Thanks @belkadan, at least with a warning I won't have to remember to sprinkle @objc. Is there a way to make this work in environments where Objective C is not available?

belkadan commented 6 years ago

:-( Not really. There's a bit more discussion of the issue in SR-6039. You can store the delegate as AnyObject? instead of IsDelegate?, but that requires downcasting when you want to actually use it, which isn't a free operation. There are also some ridiculous tricks you can play with closures and weak captures and protocol extension methods, but I don't know if that's good for maintainability.

protocol HasFactory {
    associatedtype T//: AnyObject
    /*weak*/ var delegate: T? { get set }
}

extension IsDelegate {
  func weaklyCaptureInClosureForSR7259() -> () -> IsDelegate? {
    return { [weak self] in self }
  }
}

class Object2: NSObject, HasFactory {
  private var _delegateStorage: (() -> IsDelegate?)?
  var delegate: IsDelegate? {
    get { return _delegateStorage?() }
    set { _delegateStorage = newValue?.weaklyCaptureInClosureForSR7259() }
  }
}

@slavapestov, anything to add?

swift-ci commented 6 years ago

Comment by Nikola Lajic (JIRA)

Thanks for the workarounds. @objc will work in my case, but hopefully this gets fixed in a future version so it's not environment dependent.

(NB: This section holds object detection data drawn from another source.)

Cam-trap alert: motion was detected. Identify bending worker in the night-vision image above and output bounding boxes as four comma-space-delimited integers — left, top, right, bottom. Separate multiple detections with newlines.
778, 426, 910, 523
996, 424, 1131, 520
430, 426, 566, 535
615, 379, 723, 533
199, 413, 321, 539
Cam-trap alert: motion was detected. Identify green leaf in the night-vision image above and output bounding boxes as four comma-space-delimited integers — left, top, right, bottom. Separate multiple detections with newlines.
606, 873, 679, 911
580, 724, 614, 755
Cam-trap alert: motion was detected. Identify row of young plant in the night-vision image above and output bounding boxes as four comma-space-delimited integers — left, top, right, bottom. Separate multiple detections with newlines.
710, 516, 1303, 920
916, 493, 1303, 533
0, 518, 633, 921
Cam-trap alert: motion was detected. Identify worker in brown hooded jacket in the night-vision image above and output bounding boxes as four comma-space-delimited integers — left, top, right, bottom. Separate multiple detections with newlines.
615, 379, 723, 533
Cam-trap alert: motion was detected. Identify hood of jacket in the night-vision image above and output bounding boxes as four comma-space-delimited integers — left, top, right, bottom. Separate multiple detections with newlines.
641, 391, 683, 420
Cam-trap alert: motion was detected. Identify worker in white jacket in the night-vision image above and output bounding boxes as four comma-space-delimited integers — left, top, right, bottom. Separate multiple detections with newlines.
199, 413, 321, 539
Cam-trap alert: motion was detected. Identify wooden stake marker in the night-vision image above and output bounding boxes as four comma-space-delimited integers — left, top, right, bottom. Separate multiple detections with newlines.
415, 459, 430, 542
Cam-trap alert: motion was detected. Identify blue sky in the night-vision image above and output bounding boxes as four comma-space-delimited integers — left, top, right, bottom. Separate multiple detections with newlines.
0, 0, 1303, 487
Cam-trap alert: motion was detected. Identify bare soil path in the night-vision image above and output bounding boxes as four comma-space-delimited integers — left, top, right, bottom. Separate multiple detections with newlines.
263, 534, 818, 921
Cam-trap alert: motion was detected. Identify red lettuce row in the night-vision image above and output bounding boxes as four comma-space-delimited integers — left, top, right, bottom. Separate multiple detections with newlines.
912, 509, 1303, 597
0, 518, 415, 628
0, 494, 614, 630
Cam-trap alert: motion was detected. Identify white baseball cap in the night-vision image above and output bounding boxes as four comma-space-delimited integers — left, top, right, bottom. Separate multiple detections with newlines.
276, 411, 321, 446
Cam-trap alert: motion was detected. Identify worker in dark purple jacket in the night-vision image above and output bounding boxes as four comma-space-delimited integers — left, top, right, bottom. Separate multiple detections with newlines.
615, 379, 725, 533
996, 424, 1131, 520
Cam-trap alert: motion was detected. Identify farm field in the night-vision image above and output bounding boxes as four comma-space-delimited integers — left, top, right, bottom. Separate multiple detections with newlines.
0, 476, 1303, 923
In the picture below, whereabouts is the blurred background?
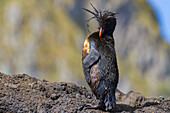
[0,0,170,97]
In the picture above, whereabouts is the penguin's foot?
[86,102,103,109]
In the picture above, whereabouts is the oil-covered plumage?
[82,5,119,110]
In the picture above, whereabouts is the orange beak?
[99,28,103,38]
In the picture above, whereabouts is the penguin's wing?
[83,46,100,68]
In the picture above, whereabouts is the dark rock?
[0,73,170,113]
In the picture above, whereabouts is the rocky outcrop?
[0,73,170,113]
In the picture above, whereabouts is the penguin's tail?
[104,89,116,111]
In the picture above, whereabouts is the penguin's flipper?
[83,46,100,68]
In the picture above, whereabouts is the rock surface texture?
[0,73,170,113]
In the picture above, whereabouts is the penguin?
[82,4,119,111]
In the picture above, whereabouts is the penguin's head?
[83,4,117,37]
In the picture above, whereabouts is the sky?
[147,0,170,44]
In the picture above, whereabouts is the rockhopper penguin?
[82,4,119,111]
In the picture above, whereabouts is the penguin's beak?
[99,28,103,38]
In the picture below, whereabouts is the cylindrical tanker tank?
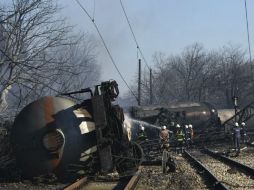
[11,96,96,177]
[131,102,218,131]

swift-ci commented 6 years ago

Comment by Nikola Lajic (JIRA)

@belkadan searching for an alternative I tried to use generic classes and inheritance.

class A {
    init() {}
}
class B<T: AnyObject>: A {
    weak var delegate: T?
}
protocol Delegate {}
class C: B<Delegate> {}

Which throws an error:

static member 'init()' cannot be used on instance of type 'B<Delegate>'

Adding @objc to Delegate fixes the problem again.

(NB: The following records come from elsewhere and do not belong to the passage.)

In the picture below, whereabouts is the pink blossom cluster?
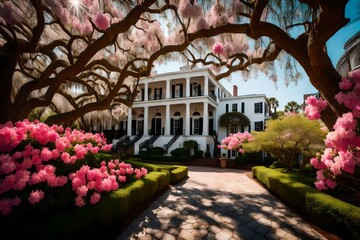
[69,159,147,207]
[305,96,327,120]
[311,70,360,190]
[0,120,147,215]
[218,132,253,153]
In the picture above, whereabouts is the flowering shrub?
[305,96,327,120]
[0,120,147,215]
[307,70,360,194]
[218,132,253,153]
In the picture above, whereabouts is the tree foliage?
[284,101,300,113]
[243,115,326,170]
[0,0,348,127]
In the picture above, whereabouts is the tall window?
[230,124,238,133]
[254,102,262,113]
[175,84,180,97]
[194,118,200,134]
[232,103,237,112]
[254,121,264,131]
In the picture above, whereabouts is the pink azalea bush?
[218,132,253,153]
[0,120,147,215]
[307,70,360,193]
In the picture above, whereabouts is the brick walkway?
[117,166,326,240]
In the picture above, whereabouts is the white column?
[185,78,190,97]
[165,104,170,135]
[185,103,190,136]
[165,80,170,99]
[127,108,132,136]
[202,102,209,136]
[144,107,149,136]
[144,82,149,101]
[204,77,209,96]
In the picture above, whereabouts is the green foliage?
[176,156,190,162]
[170,148,190,159]
[235,154,249,165]
[252,167,360,239]
[264,157,276,166]
[243,115,325,170]
[170,166,188,184]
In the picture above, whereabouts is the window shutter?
[150,118,155,135]
[179,118,184,135]
[131,120,136,135]
[170,118,174,135]
[190,118,192,135]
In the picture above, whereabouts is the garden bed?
[252,167,360,239]
[1,161,187,239]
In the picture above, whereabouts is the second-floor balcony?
[135,90,217,102]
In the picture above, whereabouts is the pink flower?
[28,190,44,205]
[95,13,110,30]
[315,181,328,191]
[41,147,52,161]
[75,196,85,207]
[213,43,224,55]
[90,192,101,204]
[76,185,89,197]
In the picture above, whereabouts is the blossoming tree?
[305,69,360,202]
[244,113,325,170]
[0,0,348,129]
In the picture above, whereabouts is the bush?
[264,157,277,166]
[147,147,165,155]
[270,161,286,168]
[243,152,263,164]
[235,154,248,165]
[252,167,360,239]
[170,148,190,159]
[194,150,204,158]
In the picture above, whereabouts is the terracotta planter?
[219,158,227,168]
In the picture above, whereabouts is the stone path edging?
[117,166,326,240]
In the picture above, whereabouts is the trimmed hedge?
[126,160,188,184]
[252,167,360,239]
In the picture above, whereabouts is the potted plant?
[219,153,227,168]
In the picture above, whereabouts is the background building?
[114,67,269,157]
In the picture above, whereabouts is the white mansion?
[114,67,269,157]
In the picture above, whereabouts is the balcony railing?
[134,90,217,102]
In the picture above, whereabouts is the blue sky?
[156,0,360,110]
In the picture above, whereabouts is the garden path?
[117,166,326,240]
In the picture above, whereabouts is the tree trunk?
[0,43,18,123]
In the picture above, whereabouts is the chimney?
[233,85,237,97]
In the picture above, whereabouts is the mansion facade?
[113,67,269,157]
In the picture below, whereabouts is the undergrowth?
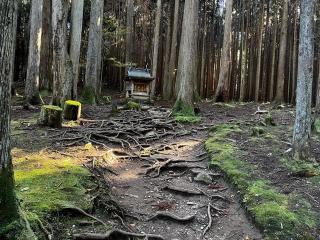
[206,124,319,240]
[13,149,92,218]
[172,101,201,124]
[80,87,96,105]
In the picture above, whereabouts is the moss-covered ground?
[206,124,320,240]
[13,149,92,217]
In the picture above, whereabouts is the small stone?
[21,187,30,192]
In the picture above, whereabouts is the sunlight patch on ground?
[12,149,92,216]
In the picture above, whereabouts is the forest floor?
[12,93,320,240]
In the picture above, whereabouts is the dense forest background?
[14,0,320,103]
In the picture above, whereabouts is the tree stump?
[39,105,63,128]
[64,100,81,121]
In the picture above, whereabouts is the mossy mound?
[64,100,81,121]
[124,101,141,111]
[206,124,319,240]
[38,105,63,128]
[13,149,92,217]
[80,86,96,105]
[251,127,266,137]
[172,101,201,124]
[264,114,277,127]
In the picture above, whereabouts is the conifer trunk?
[25,0,43,104]
[0,0,36,240]
[85,0,104,96]
[70,0,84,99]
[293,0,314,160]
[175,0,199,110]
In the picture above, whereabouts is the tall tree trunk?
[290,7,298,104]
[254,0,264,102]
[151,0,162,97]
[269,17,278,101]
[25,0,43,104]
[316,56,320,113]
[162,3,171,100]
[199,3,208,97]
[293,0,314,160]
[52,0,68,106]
[85,0,104,96]
[0,0,36,240]
[40,0,53,90]
[239,0,248,102]
[70,0,84,99]
[174,0,199,113]
[168,0,180,98]
[275,0,289,102]
[126,0,134,67]
[214,0,233,101]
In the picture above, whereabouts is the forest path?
[102,107,261,240]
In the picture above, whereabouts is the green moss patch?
[124,101,141,110]
[206,124,319,240]
[42,105,63,112]
[80,87,96,105]
[13,150,92,217]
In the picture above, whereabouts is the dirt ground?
[12,94,320,240]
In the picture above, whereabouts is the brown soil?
[12,96,320,240]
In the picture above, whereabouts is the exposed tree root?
[202,203,212,238]
[147,212,196,222]
[163,186,204,195]
[63,206,107,227]
[73,229,165,240]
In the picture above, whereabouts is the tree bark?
[151,0,162,97]
[25,0,43,104]
[126,0,134,68]
[70,0,84,99]
[239,0,248,102]
[293,0,314,160]
[85,0,104,96]
[214,0,233,101]
[162,3,171,100]
[167,0,180,99]
[254,0,264,102]
[40,0,53,90]
[268,14,278,101]
[52,0,67,106]
[275,0,289,102]
[0,0,36,239]
[175,0,199,112]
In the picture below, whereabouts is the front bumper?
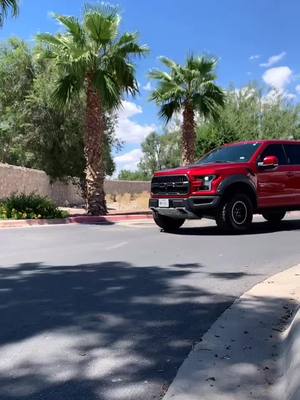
[149,195,220,219]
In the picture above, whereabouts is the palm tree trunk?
[84,76,107,215]
[182,103,196,165]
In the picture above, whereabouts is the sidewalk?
[163,265,300,400]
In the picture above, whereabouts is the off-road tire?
[262,211,286,225]
[216,193,253,233]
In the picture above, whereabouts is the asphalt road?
[0,216,300,400]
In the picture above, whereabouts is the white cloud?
[143,81,153,92]
[249,54,260,61]
[262,89,297,104]
[262,67,293,91]
[259,51,286,68]
[114,149,143,176]
[116,100,156,144]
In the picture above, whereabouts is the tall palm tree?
[150,55,225,164]
[38,6,148,215]
[0,0,19,26]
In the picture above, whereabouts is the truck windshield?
[196,143,260,164]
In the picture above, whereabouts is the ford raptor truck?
[149,140,300,232]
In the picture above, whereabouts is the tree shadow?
[172,220,300,236]
[0,262,234,400]
[0,261,294,400]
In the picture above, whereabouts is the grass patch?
[0,193,69,219]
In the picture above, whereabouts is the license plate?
[158,199,169,208]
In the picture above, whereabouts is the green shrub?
[0,193,68,219]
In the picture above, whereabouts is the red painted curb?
[0,214,152,229]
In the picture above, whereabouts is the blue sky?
[0,0,300,173]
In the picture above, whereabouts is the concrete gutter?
[279,309,300,400]
[163,265,300,400]
[0,213,152,229]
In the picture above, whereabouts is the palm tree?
[150,55,225,164]
[38,6,148,215]
[0,0,19,26]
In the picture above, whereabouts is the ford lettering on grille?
[151,175,189,195]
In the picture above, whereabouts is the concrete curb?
[280,308,300,400]
[0,213,152,229]
[163,265,300,400]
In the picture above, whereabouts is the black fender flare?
[218,175,258,207]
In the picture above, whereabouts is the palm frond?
[36,33,65,47]
[52,74,82,107]
[115,33,149,57]
[0,0,19,26]
[159,56,179,70]
[159,100,181,124]
[94,71,122,110]
[54,14,85,46]
[149,70,172,82]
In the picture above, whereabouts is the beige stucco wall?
[0,163,150,205]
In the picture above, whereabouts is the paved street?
[0,219,300,400]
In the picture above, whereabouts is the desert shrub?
[0,193,68,219]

Is this related or should I create a separate issue?

belkadan commented 6 years ago

That's a bad error, but it's just as much not going to work as what you have. Non-@objc protocol values are not compatible with AnyObject-constrained generics. (That's the original SR-6039.)

You could file a separate bug for the error message, though.